What’s new, or rather, older, is the skulking presence of Lally, a central contributor to Fugazi’s slinky resonance, now back in the US after some years living in Italy. There are pregnant, Fugazi-like pauses in between Clean Kill’s distinct parts; the instruments are often as lyrical as the vocalists.

“Soap and water! Never enough! Soap and water!” MacKaye and his bandmates howl. Clean Kill is not about Covid-19, although you could chant this refrain for 20 seconds while scouring your nail beds. The song seems to be about the awful normality of a soldier coming off shift having unleashed lethal drone strikes far away.

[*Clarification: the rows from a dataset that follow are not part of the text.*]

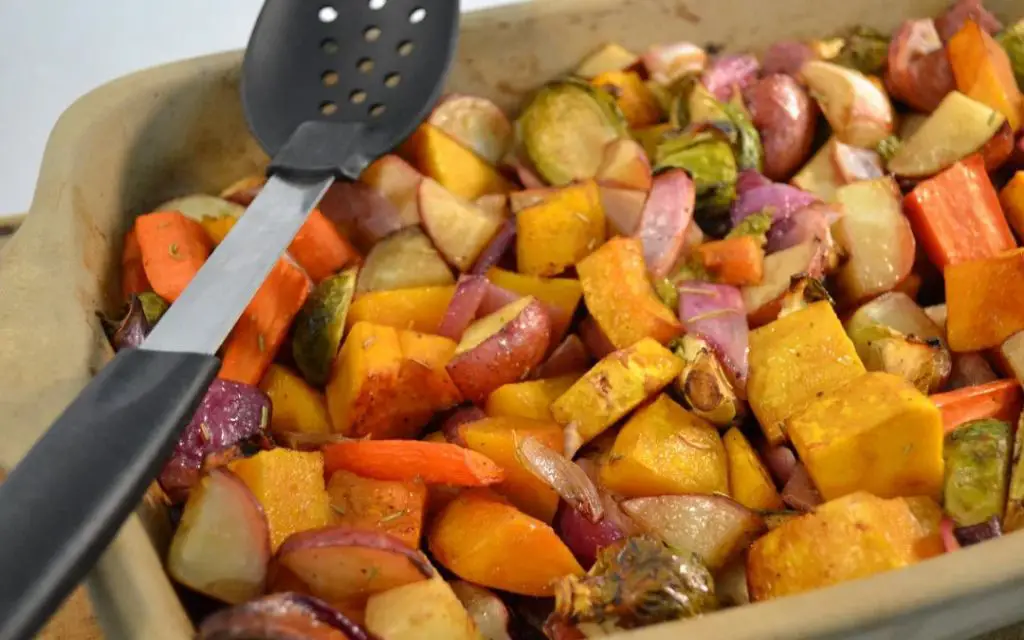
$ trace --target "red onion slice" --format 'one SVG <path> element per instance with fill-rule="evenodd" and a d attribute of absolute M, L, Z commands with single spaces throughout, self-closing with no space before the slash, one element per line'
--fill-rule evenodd
<path fill-rule="evenodd" d="M 704 70 L 701 82 L 715 98 L 725 102 L 732 97 L 734 87 L 745 89 L 757 80 L 760 70 L 761 63 L 755 56 L 746 53 L 724 55 L 715 59 Z"/>
<path fill-rule="evenodd" d="M 459 282 L 455 285 L 455 293 L 452 295 L 448 309 L 441 319 L 441 326 L 437 329 L 437 335 L 450 338 L 458 342 L 473 320 L 476 318 L 480 303 L 490 283 L 487 278 L 479 275 L 459 276 Z"/>
<path fill-rule="evenodd" d="M 771 208 L 772 220 L 779 221 L 803 209 L 807 205 L 821 202 L 817 196 L 788 184 L 771 184 L 744 192 L 732 205 L 732 223 L 739 224 L 747 216 Z"/>
<path fill-rule="evenodd" d="M 750 328 L 740 290 L 697 281 L 680 283 L 678 290 L 683 328 L 707 342 L 735 380 L 743 385 L 747 378 Z"/>
<path fill-rule="evenodd" d="M 604 516 L 597 487 L 572 460 L 533 437 L 516 442 L 516 457 L 530 473 L 550 485 L 566 504 L 588 520 L 598 522 Z"/>
<path fill-rule="evenodd" d="M 501 262 L 505 254 L 515 247 L 516 243 L 516 222 L 514 219 L 505 220 L 498 233 L 491 238 L 484 250 L 477 257 L 470 273 L 483 275 L 487 270 Z"/>

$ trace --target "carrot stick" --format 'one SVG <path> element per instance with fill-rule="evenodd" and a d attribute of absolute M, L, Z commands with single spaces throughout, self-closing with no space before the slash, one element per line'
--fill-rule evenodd
<path fill-rule="evenodd" d="M 759 284 L 764 277 L 764 250 L 753 236 L 705 242 L 695 251 L 704 268 L 722 284 Z"/>
<path fill-rule="evenodd" d="M 203 225 L 206 235 L 210 236 L 210 240 L 216 246 L 224 242 L 224 238 L 227 237 L 228 232 L 231 231 L 236 222 L 238 222 L 238 219 L 231 216 L 218 216 L 216 218 L 203 216 L 200 224 Z"/>
<path fill-rule="evenodd" d="M 302 265 L 313 282 L 332 276 L 354 262 L 359 254 L 337 227 L 313 209 L 288 247 L 288 253 Z"/>
<path fill-rule="evenodd" d="M 339 469 L 376 480 L 480 487 L 501 482 L 504 470 L 487 456 L 454 444 L 422 440 L 350 440 L 325 445 L 324 473 Z"/>
<path fill-rule="evenodd" d="M 942 412 L 946 433 L 965 422 L 982 418 L 1016 424 L 1022 406 L 1021 387 L 1016 380 L 996 380 L 964 387 L 933 395 L 931 399 Z"/>
<path fill-rule="evenodd" d="M 921 182 L 903 205 L 914 235 L 939 269 L 1017 246 L 980 155 Z"/>
<path fill-rule="evenodd" d="M 178 299 L 210 255 L 210 240 L 202 225 L 177 211 L 139 216 L 135 237 L 146 278 L 168 302 Z"/>
<path fill-rule="evenodd" d="M 142 247 L 135 237 L 135 229 L 131 229 L 124 236 L 124 252 L 121 254 L 121 293 L 127 300 L 134 293 L 149 290 L 149 279 L 142 266 Z"/>
<path fill-rule="evenodd" d="M 309 278 L 287 258 L 274 265 L 224 344 L 219 378 L 257 384 L 309 295 Z"/>

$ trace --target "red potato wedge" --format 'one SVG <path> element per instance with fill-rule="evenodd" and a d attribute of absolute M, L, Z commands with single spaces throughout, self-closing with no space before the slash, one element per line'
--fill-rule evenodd
<path fill-rule="evenodd" d="M 668 85 L 687 73 L 703 71 L 708 62 L 708 55 L 695 44 L 675 42 L 651 47 L 643 54 L 641 60 L 651 80 Z"/>
<path fill-rule="evenodd" d="M 951 91 L 886 168 L 900 178 L 935 175 L 981 149 L 1005 122 L 995 109 Z"/>
<path fill-rule="evenodd" d="M 491 241 L 487 243 L 484 250 L 477 256 L 476 262 L 473 263 L 473 268 L 469 272 L 475 275 L 483 275 L 491 267 L 501 264 L 506 256 L 511 256 L 515 251 L 516 235 L 515 218 L 505 218 L 501 228 L 498 229 L 498 233 L 494 234 Z"/>
<path fill-rule="evenodd" d="M 512 640 L 508 607 L 493 591 L 465 580 L 452 582 L 451 588 L 485 640 Z"/>
<path fill-rule="evenodd" d="M 945 13 L 935 19 L 935 28 L 942 41 L 948 42 L 968 20 L 978 23 L 978 26 L 991 34 L 1003 30 L 1003 24 L 985 9 L 982 0 L 957 0 Z"/>
<path fill-rule="evenodd" d="M 211 471 L 185 504 L 167 571 L 200 593 L 239 604 L 263 593 L 269 561 L 263 507 L 235 474 Z"/>
<path fill-rule="evenodd" d="M 1009 162 L 1016 151 L 1014 142 L 1013 129 L 1010 128 L 1010 123 L 1004 122 L 1003 126 L 999 127 L 999 131 L 996 131 L 988 139 L 988 142 L 978 150 L 982 160 L 985 161 L 985 170 L 992 173 Z"/>
<path fill-rule="evenodd" d="M 357 622 L 299 593 L 275 593 L 207 616 L 197 640 L 372 640 Z"/>
<path fill-rule="evenodd" d="M 437 335 L 458 340 L 473 320 L 487 293 L 488 282 L 483 276 L 461 276 L 455 285 L 452 301 L 444 312 Z"/>
<path fill-rule="evenodd" d="M 605 221 L 608 223 L 608 235 L 631 236 L 636 233 L 640 226 L 640 214 L 647 201 L 647 192 L 604 186 L 598 188 Z"/>
<path fill-rule="evenodd" d="M 820 241 L 810 240 L 765 256 L 761 284 L 740 290 L 751 329 L 767 324 L 779 315 L 782 299 L 789 292 L 794 276 L 821 277 L 823 248 Z"/>
<path fill-rule="evenodd" d="M 258 173 L 235 180 L 222 189 L 218 195 L 228 202 L 248 207 L 256 199 L 256 196 L 260 194 L 260 191 L 263 190 L 263 185 L 266 183 L 267 176 Z"/>
<path fill-rule="evenodd" d="M 423 228 L 459 271 L 469 271 L 505 221 L 504 216 L 463 200 L 430 178 L 420 183 L 417 197 Z"/>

The rest of Coriky’s album is just as unimpressed by the state of the world, by the sinister future that has arrived too suddenly, and by how we might be in part culpable. Have a Cup of Tea also sounds like it might also be about foreign policy – “damaging to lessen the damage has damaged some more” – or the systemic failings baked into the American dream. (Being from DC has contributed significantly to MacKaye’s ethos.) The music is expansive too: there are hints of the Clash’s dub experiments and the brinkmanship of Fugazi’s Waiting Room.

Woulda Coulda, by contrast, is a slow-burning closer sung mostly by Farina, imagining a dried-up world. The chorus actually sounds like water flowing; MacKaye’s guitar is uncharacteristically sad and balmy.

Some songs here are downright opaque in their meaning – Too Many Husbands – and others appear less than fresh. Inauguration Day, for one, is still processing Trump Ground Zero, three years on. But there remains a palpable feeling that with Coriky, one of American music’s foremost consciences is very much back in business.